Jack Freed used this quote recently in his blog, Jack’s Winning Words – “Blessed are the flexible, for they will not be bent out of shape.” (Unknown)
In football one often hears the phrase “bend but don’t break” to describe a defense strategy of being flexible, but no allowing the runner or pass receiver to get past the defense.
It seems these days that there is a lot less flexibility in people, especially where politics is concerned. People tend to get bent out of shape, rather than have the ability to bend a bit to see the other person’s point of view. The political side have become much too rigid in their stances on the issues. Compromise – the political equivalent of bending rather than breaking has become a lost art.

Jack used another quote today that seems appropriate to add here – “Nothing is worse than active ignorance.” (Goethe)
Were Goethe alive today he might label the current political situation as being representative of active ignorance. The two sides are so rigid in their positions that they refuse to even try to see the other’s point of view, especially where the solutions to the problems are concerned. It’s not so much that they disagree upon the problems, just on the best approach to fixing them.

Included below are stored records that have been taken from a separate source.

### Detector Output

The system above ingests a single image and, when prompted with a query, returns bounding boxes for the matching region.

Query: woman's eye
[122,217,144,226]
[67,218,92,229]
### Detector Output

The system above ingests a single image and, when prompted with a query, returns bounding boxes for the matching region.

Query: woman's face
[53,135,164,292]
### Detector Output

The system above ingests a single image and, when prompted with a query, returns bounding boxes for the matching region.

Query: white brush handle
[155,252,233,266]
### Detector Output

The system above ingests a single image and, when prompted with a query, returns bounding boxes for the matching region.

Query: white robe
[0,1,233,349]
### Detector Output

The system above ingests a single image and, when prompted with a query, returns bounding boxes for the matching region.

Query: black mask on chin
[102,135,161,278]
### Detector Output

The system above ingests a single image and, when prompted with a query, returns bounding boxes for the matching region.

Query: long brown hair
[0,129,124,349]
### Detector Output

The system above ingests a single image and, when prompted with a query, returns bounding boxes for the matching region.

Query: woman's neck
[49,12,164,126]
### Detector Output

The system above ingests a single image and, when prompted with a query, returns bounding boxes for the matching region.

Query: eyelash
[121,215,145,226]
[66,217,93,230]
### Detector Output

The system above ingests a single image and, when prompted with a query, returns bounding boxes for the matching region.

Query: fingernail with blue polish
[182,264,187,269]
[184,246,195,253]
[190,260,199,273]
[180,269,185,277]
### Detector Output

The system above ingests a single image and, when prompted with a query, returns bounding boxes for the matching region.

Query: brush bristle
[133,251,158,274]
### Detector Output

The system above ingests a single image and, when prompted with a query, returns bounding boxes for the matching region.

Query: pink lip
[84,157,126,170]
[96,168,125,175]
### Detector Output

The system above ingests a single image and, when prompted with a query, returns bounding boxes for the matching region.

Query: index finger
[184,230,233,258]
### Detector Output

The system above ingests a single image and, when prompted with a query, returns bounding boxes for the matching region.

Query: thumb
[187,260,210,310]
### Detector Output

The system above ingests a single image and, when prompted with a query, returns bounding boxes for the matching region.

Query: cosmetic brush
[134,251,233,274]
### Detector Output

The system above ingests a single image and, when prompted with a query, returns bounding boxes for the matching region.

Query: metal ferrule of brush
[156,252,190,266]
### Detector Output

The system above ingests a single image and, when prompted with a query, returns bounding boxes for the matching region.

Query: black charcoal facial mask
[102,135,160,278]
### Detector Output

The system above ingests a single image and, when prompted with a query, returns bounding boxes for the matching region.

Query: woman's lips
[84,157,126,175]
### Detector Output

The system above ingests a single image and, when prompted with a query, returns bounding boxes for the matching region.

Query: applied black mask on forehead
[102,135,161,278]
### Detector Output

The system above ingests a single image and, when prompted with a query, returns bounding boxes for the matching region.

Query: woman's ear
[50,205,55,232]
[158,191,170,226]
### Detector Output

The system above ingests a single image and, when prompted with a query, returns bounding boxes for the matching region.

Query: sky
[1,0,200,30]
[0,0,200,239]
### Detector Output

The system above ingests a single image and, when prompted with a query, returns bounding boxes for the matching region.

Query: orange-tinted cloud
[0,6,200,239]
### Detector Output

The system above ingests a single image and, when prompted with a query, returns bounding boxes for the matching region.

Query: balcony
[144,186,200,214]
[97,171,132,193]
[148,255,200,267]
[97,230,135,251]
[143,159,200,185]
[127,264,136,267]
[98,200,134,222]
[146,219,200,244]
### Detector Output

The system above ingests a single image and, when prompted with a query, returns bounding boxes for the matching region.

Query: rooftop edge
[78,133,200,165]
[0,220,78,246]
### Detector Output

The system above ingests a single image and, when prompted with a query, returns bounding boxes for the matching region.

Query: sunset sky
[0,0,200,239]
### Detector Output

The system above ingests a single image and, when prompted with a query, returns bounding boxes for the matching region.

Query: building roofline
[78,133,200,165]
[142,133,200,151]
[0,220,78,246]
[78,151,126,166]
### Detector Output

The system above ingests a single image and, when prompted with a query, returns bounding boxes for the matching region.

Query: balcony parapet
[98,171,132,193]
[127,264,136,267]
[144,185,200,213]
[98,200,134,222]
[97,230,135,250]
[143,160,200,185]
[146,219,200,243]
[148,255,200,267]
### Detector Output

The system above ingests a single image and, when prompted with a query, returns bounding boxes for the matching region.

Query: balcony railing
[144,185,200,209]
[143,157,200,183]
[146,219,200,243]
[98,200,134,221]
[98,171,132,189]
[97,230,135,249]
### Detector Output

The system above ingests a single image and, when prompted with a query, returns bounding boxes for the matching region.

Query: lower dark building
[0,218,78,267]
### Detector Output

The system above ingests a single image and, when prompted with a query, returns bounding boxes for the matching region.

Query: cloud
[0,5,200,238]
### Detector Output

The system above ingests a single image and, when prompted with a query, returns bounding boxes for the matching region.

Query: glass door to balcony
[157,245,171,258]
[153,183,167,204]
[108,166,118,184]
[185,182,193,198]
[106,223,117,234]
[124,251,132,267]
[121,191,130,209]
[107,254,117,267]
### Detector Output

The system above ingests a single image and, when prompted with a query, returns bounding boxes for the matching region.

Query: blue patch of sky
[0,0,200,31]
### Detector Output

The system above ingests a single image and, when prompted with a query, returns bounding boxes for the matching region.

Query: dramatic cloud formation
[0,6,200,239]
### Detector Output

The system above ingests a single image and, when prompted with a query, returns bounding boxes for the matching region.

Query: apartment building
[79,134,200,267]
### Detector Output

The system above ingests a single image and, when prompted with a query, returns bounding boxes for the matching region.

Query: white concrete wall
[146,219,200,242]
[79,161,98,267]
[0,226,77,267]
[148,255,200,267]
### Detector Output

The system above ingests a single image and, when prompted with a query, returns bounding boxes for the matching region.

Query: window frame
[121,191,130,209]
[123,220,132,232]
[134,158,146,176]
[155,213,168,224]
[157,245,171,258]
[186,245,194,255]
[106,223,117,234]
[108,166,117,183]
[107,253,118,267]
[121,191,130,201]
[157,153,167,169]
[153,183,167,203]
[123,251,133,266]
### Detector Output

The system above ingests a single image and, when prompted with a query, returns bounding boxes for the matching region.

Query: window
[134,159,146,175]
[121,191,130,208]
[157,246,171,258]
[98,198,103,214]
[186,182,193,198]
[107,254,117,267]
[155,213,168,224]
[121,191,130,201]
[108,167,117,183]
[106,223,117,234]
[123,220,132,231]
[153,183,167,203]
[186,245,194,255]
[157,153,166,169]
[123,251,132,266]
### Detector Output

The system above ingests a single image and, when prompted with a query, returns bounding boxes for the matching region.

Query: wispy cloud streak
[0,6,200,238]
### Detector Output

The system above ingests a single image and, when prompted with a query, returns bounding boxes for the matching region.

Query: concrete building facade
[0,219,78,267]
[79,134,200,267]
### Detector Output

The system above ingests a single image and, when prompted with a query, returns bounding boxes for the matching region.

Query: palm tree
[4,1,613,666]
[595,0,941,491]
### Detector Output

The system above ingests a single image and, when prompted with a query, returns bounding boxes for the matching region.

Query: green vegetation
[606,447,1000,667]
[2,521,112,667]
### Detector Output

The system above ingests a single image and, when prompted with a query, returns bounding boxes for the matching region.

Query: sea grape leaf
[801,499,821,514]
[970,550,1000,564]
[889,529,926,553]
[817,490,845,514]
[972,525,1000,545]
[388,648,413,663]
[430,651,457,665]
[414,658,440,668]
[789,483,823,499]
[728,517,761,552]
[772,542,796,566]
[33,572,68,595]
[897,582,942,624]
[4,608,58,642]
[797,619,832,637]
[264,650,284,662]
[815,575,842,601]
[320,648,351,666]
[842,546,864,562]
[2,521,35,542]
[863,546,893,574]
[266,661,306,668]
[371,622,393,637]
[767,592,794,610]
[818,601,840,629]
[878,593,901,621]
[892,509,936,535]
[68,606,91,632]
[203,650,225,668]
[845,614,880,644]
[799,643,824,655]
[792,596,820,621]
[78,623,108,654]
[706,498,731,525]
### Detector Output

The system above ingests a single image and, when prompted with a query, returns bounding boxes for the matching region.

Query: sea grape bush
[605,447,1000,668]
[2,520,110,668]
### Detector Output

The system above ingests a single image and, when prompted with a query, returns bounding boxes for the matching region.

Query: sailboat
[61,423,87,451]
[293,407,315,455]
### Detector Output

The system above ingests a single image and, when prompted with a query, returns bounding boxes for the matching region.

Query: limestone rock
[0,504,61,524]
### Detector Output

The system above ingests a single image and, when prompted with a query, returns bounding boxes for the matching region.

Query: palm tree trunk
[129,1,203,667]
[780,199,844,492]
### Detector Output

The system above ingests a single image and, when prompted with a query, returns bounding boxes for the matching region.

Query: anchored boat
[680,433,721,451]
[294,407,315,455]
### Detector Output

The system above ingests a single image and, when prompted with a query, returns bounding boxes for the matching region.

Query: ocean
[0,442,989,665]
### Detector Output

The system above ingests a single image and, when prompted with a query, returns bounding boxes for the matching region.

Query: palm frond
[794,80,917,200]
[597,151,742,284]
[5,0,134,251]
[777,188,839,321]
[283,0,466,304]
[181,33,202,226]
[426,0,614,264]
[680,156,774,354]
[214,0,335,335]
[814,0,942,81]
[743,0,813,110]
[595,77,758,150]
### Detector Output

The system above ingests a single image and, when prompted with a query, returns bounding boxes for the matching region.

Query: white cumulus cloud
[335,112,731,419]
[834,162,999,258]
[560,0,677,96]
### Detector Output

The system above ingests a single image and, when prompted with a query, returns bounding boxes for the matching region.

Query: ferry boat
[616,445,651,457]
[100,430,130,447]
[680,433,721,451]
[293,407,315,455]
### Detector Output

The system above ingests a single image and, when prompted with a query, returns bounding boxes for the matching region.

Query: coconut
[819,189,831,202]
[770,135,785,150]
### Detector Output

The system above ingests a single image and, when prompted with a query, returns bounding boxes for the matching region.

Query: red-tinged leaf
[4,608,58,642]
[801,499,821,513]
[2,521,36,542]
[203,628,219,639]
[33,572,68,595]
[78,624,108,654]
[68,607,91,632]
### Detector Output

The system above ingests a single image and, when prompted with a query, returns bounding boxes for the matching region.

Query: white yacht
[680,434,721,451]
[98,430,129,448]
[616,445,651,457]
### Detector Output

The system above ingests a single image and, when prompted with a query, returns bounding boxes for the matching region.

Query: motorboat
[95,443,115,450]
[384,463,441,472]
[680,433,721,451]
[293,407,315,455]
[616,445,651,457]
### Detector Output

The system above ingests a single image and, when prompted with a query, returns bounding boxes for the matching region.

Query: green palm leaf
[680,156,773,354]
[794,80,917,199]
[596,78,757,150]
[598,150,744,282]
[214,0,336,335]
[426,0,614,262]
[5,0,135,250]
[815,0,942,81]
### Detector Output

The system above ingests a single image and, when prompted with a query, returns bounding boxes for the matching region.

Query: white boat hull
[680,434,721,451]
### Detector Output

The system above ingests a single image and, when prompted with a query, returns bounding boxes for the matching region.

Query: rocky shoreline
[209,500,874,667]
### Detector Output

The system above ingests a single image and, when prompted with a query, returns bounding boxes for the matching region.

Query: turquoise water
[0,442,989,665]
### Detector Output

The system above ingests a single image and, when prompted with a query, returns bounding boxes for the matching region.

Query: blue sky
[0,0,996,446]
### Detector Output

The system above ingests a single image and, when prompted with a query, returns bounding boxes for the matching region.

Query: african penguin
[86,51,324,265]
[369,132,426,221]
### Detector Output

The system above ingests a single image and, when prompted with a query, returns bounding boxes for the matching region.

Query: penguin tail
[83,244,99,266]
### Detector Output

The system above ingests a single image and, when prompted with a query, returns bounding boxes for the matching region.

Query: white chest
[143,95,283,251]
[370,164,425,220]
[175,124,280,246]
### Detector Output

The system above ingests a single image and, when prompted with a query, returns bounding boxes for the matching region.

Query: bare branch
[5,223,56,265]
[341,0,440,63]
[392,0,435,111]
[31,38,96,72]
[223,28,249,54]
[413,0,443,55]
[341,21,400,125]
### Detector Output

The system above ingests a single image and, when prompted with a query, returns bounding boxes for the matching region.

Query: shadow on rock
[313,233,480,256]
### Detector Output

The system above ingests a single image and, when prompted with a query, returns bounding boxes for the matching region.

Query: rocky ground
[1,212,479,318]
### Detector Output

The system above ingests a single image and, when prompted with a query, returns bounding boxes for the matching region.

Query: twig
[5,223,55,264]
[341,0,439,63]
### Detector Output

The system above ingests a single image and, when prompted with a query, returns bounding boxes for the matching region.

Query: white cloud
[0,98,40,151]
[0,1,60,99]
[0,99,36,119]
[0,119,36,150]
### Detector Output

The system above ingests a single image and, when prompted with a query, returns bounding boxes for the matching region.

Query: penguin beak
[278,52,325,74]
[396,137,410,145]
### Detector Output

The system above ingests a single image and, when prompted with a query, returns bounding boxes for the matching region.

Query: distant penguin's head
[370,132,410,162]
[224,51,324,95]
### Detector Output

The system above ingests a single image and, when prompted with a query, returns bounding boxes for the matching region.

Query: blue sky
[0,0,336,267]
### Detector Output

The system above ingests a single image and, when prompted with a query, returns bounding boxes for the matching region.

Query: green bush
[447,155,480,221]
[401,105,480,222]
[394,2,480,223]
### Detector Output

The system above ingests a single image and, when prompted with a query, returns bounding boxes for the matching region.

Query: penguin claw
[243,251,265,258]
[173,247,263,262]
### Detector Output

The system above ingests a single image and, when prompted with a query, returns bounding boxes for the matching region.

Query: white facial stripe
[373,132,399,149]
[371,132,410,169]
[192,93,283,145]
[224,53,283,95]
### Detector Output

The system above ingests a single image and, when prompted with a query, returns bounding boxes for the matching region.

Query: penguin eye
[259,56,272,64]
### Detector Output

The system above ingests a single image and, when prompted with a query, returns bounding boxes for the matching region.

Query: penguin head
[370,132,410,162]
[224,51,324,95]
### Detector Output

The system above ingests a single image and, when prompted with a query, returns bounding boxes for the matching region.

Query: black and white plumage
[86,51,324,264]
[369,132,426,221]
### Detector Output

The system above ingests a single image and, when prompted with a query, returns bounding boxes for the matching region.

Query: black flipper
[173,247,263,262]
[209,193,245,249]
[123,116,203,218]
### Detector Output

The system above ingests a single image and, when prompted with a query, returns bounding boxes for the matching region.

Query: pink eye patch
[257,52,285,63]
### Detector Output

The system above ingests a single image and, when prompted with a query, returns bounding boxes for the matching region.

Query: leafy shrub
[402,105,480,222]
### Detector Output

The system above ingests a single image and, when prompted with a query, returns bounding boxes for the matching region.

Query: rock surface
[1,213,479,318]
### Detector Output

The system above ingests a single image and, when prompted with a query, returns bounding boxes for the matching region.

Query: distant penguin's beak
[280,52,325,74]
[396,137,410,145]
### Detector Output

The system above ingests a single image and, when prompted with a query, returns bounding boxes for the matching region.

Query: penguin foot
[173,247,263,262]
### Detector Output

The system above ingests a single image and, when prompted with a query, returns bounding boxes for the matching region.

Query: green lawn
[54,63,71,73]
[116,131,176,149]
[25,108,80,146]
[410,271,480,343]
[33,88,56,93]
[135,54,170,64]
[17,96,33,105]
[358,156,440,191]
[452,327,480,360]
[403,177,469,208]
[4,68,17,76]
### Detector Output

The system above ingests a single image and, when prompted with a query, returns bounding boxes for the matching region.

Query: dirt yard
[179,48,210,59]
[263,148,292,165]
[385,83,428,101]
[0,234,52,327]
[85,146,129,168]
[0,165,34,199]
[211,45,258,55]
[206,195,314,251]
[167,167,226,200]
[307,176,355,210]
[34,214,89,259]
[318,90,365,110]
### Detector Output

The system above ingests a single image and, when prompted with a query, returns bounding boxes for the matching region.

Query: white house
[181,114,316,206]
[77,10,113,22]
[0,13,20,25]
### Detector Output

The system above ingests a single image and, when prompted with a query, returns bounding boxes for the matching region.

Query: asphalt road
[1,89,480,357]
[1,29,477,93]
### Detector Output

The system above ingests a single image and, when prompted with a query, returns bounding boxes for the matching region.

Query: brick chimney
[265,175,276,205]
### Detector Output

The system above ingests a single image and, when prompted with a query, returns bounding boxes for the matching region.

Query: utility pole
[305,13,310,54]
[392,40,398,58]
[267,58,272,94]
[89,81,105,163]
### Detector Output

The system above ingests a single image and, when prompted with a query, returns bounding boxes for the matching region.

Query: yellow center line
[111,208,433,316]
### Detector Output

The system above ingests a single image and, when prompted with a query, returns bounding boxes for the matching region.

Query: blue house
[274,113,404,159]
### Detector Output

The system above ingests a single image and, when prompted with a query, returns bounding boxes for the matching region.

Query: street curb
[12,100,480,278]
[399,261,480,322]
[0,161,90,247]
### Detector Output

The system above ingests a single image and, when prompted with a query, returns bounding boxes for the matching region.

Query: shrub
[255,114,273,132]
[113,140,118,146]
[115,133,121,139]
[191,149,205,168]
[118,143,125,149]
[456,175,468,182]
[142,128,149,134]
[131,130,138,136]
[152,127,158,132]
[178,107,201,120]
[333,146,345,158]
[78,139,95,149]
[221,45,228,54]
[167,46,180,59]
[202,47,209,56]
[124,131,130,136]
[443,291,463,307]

Goethe’s term “active ignorance” alludes to the inability (inflexibility) to learn and change, especially from one’s mistakes in life. Sometimes people can become so entrenched with their beliefs that not even overwhelming proof that those beliefs are wrong can change them. Global warming immediately comes to mind.

Sometimes people who have a change of heart and mind find that they are still trapped and categorized by memories of their past, at least by others. It’s not that they have not been flexible enough to learn from their mistakes and change; but, rather, that others refuse to see the change in them and relegate them to their past positions. I remember when George Wallace proclaimed that he had realized the mistakes of his racist past and changed his mind and heart on topics of race. Almost no one believed him. As a four-time governor of Alabama and a four-time Presidential candidate, Wallace was the personification of racism and resistance in the South to integration. Then in 1982 he changed -“We thought [segregation] was in the best interests of all concerned. We were mistaken,” he told a black group in 1982. “The Old South is gone,” but “the New South is still opposed to government regulation of our lives.” So, ,he was still inflexible on some things.
More recently, Michael Bloomberg has been held up to scrutiny for his past actions as Mayor of New York; specifically his “stop and frisk” campaign against violence in the city that was primarily aimed at blacks and Latinos. Bloomberg has admitted that he was wrong and stated that he has learned from his mistakes. Goethe might have been proud, but his Democratic opponents need something negative to say about him and are not yet ready to move on. They remain bent out of shape.

So, how about you? Are there things that bend you out of shape? Are their prejudices that you just can’t let go of? Are there pre-conceived notions about people, places, or things that dictate how you live your life? Are you willing (or do you even try) to see the different points of view that you might encounter in a day or do you “hunker down” in the shelter of your closed beliefs. Are you flexible or rigid? Do you do the intelligent thing and seek knowledge of the situation before making a judgement or remain actively ignorant? If you at least think, before you act that is a starting point that Goethe might be able to appreciate.
Be flexible, not ignorant. Have a thoughtful day.
Good one, Norm
Those of us in business know that “the customer is always right!” …up to a point. Be it a real estate broker or a pastor, we need to be flexible….just like a contortionist, but even the contortionist can go just so far.